Improved Fuzzy C-Means Clustering of Web Usage Data with Genetic Algorithm

Clustering is one of the important functions in web usage mining. Web usage mining involves application of data mining techniques to discover usage patterns from the web data. Cluster analysis aims at identifying groups of similar objects and, therefore helps to discover distribution of patterns and interesting correlations in large data sets. These methods are not only major tools to uncover the underlying structures of a given data set, but also promising tools to uncover local input-output relations of a complex system.

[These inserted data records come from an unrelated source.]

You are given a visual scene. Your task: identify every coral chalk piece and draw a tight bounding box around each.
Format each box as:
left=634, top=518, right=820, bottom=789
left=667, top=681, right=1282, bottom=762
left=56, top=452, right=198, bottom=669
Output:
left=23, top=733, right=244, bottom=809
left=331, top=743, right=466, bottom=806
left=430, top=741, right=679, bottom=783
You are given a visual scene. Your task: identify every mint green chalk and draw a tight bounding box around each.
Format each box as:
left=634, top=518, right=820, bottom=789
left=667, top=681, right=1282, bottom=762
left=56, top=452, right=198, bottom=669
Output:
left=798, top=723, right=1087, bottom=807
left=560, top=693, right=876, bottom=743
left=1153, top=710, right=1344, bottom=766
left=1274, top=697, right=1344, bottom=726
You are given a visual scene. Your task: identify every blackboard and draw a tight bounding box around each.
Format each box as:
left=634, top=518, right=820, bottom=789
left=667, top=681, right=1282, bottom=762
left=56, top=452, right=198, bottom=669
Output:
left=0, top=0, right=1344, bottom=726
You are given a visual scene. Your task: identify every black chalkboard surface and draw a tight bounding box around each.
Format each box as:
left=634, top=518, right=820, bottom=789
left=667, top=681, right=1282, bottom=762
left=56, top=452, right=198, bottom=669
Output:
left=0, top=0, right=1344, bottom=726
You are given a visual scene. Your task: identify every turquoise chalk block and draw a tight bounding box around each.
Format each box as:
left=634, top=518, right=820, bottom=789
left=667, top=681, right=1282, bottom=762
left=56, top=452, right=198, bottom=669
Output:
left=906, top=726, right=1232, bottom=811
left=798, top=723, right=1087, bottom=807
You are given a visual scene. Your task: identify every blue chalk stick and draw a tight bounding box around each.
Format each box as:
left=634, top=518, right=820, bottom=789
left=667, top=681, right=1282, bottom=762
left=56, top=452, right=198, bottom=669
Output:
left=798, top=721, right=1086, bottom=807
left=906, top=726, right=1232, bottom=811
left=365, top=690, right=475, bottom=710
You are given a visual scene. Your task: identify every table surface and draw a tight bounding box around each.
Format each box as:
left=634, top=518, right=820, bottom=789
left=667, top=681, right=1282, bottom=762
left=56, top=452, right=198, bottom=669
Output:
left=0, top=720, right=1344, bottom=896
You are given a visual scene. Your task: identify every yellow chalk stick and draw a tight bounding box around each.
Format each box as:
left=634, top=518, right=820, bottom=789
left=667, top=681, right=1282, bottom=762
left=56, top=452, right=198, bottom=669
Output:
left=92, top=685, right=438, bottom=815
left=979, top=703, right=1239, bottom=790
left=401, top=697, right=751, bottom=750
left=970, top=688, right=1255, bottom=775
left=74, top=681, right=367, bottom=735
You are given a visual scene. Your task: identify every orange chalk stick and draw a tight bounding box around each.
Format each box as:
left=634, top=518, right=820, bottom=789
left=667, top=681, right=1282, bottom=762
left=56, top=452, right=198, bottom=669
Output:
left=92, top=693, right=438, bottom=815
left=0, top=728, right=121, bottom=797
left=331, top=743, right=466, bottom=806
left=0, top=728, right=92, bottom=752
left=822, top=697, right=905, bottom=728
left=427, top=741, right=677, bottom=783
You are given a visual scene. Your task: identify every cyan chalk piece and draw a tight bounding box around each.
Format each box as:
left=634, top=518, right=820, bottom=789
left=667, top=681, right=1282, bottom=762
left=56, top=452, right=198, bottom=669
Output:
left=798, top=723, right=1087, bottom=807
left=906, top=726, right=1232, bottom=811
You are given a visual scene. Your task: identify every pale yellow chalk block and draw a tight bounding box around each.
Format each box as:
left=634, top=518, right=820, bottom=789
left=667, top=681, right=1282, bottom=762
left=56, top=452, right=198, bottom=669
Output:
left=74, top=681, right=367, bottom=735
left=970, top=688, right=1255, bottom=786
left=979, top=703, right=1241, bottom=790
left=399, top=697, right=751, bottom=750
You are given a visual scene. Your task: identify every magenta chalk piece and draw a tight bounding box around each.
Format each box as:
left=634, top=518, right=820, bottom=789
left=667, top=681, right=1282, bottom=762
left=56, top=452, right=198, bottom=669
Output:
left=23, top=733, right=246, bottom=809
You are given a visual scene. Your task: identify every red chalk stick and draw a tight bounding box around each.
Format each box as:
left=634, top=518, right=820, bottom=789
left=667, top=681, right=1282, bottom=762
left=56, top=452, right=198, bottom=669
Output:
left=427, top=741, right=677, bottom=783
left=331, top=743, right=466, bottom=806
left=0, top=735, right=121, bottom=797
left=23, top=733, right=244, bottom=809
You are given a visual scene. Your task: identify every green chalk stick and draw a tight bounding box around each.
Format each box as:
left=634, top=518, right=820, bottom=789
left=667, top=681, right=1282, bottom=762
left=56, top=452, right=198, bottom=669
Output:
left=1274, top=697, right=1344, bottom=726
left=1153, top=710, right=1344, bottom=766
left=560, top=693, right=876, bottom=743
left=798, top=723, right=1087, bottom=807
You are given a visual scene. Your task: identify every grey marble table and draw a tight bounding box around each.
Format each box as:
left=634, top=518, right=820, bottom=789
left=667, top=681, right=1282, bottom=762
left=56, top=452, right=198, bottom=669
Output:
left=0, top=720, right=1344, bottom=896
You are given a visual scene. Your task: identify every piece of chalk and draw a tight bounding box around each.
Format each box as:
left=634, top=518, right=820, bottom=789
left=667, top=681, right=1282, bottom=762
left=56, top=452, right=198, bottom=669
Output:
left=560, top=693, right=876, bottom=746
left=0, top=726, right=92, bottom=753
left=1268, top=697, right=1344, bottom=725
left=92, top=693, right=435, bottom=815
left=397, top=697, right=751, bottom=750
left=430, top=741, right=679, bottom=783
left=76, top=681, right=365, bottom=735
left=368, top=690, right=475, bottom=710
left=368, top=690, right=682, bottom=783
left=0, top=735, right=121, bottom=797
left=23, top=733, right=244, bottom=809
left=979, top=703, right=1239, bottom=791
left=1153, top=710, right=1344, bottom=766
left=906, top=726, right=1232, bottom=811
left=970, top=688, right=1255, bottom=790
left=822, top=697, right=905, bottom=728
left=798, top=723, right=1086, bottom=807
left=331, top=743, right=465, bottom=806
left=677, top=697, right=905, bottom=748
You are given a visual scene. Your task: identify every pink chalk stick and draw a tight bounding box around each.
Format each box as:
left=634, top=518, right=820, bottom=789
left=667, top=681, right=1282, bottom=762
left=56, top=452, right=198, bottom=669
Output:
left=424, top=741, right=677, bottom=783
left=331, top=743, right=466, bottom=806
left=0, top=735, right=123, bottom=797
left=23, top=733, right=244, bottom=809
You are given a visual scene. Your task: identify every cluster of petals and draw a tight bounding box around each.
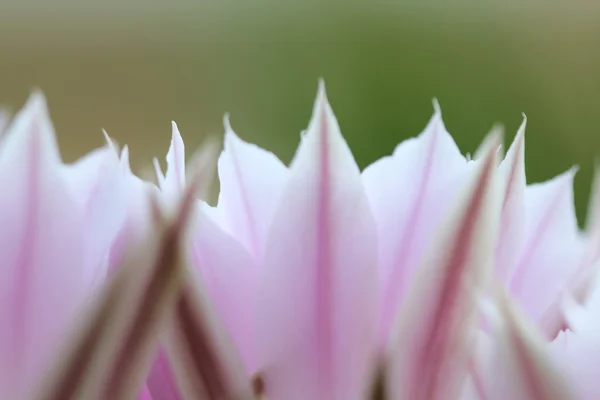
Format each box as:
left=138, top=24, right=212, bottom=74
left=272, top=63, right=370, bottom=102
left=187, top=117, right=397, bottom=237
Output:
left=0, top=83, right=600, bottom=400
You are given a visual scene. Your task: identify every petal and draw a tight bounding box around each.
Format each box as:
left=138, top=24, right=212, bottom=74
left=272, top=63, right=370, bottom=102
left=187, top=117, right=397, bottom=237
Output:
left=0, top=93, right=88, bottom=398
left=35, top=161, right=202, bottom=400
left=550, top=277, right=600, bottom=399
left=217, top=117, right=289, bottom=259
left=193, top=204, right=259, bottom=373
left=363, top=103, right=468, bottom=343
left=165, top=280, right=254, bottom=400
left=510, top=169, right=583, bottom=321
left=496, top=116, right=527, bottom=282
left=387, top=135, right=500, bottom=400
left=484, top=290, right=578, bottom=400
left=161, top=122, right=185, bottom=199
left=0, top=108, right=10, bottom=139
left=137, top=385, right=153, bottom=400
left=64, top=145, right=128, bottom=284
left=257, top=83, right=377, bottom=400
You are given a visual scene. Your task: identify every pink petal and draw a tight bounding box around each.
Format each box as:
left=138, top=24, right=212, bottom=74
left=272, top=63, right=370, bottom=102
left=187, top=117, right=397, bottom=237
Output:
left=193, top=205, right=259, bottom=373
left=496, top=116, right=527, bottom=282
left=363, top=103, right=468, bottom=343
left=165, top=280, right=254, bottom=400
left=65, top=145, right=128, bottom=284
left=510, top=169, right=584, bottom=321
left=0, top=108, right=10, bottom=139
left=483, top=295, right=578, bottom=400
left=0, top=93, right=89, bottom=399
left=257, top=83, right=376, bottom=400
left=137, top=385, right=153, bottom=400
left=387, top=135, right=500, bottom=400
left=550, top=277, right=600, bottom=400
left=161, top=122, right=185, bottom=201
left=217, top=117, right=289, bottom=260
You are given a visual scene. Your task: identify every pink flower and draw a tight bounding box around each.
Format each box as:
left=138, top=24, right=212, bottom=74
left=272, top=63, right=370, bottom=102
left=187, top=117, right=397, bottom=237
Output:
left=9, top=83, right=600, bottom=400
left=0, top=93, right=125, bottom=399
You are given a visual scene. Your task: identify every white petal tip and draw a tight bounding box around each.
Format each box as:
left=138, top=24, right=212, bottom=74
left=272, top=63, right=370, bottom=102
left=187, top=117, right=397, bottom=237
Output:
left=223, top=113, right=233, bottom=135
left=171, top=121, right=181, bottom=136
left=475, top=125, right=504, bottom=160
left=315, top=78, right=328, bottom=105
left=431, top=97, right=442, bottom=116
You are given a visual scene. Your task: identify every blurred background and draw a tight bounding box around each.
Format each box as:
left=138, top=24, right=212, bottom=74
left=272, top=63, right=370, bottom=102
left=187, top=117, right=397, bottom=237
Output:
left=0, top=0, right=600, bottom=220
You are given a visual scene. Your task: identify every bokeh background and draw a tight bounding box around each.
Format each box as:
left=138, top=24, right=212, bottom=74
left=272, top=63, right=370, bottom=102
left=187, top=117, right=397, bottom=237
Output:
left=0, top=0, right=600, bottom=220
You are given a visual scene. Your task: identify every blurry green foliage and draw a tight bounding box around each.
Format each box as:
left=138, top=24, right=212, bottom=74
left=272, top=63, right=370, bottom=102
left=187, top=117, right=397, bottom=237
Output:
left=0, top=2, right=600, bottom=217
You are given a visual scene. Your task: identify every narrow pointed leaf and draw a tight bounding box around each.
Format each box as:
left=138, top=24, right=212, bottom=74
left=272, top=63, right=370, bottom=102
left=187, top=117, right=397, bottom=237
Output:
left=386, top=131, right=500, bottom=400
left=257, top=85, right=377, bottom=400
left=484, top=290, right=578, bottom=400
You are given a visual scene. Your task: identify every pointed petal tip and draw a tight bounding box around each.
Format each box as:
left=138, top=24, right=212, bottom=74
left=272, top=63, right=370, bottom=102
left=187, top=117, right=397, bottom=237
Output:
left=314, top=78, right=329, bottom=112
left=223, top=112, right=233, bottom=134
left=171, top=121, right=181, bottom=137
left=475, top=124, right=504, bottom=160
left=223, top=113, right=239, bottom=150
left=431, top=97, right=442, bottom=117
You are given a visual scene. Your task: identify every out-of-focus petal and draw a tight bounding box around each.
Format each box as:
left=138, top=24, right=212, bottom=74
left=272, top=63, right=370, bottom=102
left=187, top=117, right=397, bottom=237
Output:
left=0, top=93, right=89, bottom=399
left=161, top=122, right=185, bottom=200
left=0, top=108, right=10, bottom=140
left=509, top=169, right=584, bottom=322
left=386, top=134, right=500, bottom=400
left=495, top=116, right=527, bottom=282
left=64, top=145, right=129, bottom=284
left=193, top=204, right=259, bottom=373
left=363, top=103, right=468, bottom=343
left=257, top=84, right=377, bottom=400
left=217, top=117, right=289, bottom=260
left=34, top=162, right=206, bottom=400
left=165, top=273, right=254, bottom=400
left=137, top=385, right=153, bottom=400
left=481, top=290, right=576, bottom=400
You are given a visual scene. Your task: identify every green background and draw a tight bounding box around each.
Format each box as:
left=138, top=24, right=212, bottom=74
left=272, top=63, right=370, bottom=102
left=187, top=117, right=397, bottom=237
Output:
left=0, top=2, right=600, bottom=219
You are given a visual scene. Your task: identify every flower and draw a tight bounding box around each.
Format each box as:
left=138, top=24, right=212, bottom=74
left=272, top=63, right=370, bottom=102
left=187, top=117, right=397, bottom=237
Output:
left=0, top=93, right=125, bottom=399
left=5, top=83, right=600, bottom=400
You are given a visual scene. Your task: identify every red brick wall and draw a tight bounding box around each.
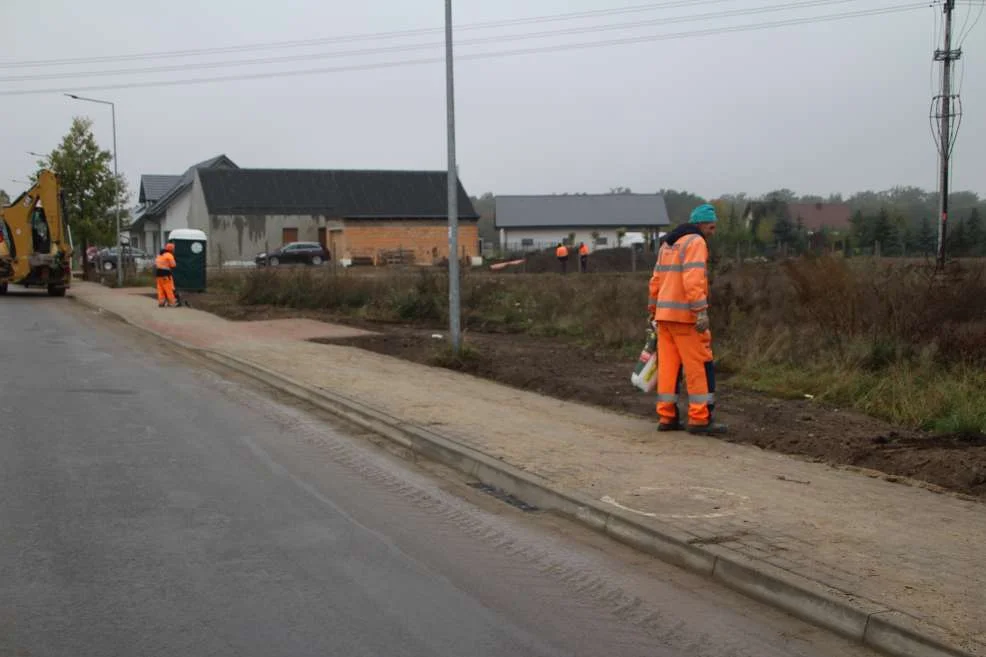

Fuzzy C-means (FCM) is one of the most widely used fuzzy clustering algorithms in real world applications. However there are two major limitations that exist in this method. The first is that a predefined number of clusters must be given in advance. The second is that the FCM technique can get stuck in sub-optimal solutions. In this paper,we have proposed a new framework to improve the web sessions’ cluster quality from fuzzy c-means clustering using Genetic Algorithm (GA). Initially the fuzzy c-means algorithm is used to cluster the user sessions. And in the second step, we have proposed a GA based refinement algorithm to improve the cluster quality. The proposed algorithm is tested with web access logs collected from the Internet Traffic Archive (ITA) and shows that refined initial starting points and post processing refinement of clusters indeed lead to improved solutions.